Ask the ExpertDr. Roni Leiderman, Associate Dean at The Family and School Center of Nova Southeastern University, is not only an expert on parenting issues but the working mother of two children.
Getting Other Child to Share ToysQuestion: I have a 2-year-old son who is more than happy to share his toys with a neighbor boy when the neighbor boy is willing to play along with him. This little boy I am talking about has been diagnosed with having slight autism and doesn't really play well with other kids. How do I deal with it when that little boy will not play with my son but will take his toys away from him? I have tried not bringing toys outside the house, but my son loves to bring his toys outside and the other mother does nothing when her son takes the toys away.
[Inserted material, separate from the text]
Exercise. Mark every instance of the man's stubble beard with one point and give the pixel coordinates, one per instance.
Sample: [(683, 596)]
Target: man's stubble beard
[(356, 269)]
I love to see my son playing with other kids because he does it so well, but this one kid just makes my son so upset that I actually am thinking about not allowing him to play with him anymore, is that the solution?- Dianne
Answer: Dianne, When possible, step in and help each child gradually understand that taking turns is an important part of getting along with others. For example, after your son has played with a toy say, "Jonathan, let's give Andrew a turn to play now." Then, after a few minutes, say, "Andrew, now it's Jonathan's turn again" and encourage him to return the toy to your son. Be patient and maintain realistic expectations. Also, explain to your son that his friend is still learning to share. Provide plenty of play opportunities that are not dependent upon specific toys. For example, take the boys to a park or playground, or enjoy a nature walk together. With your support, patience and guidance, your son can enjoy his friend and more peaceful play dates. Good luck!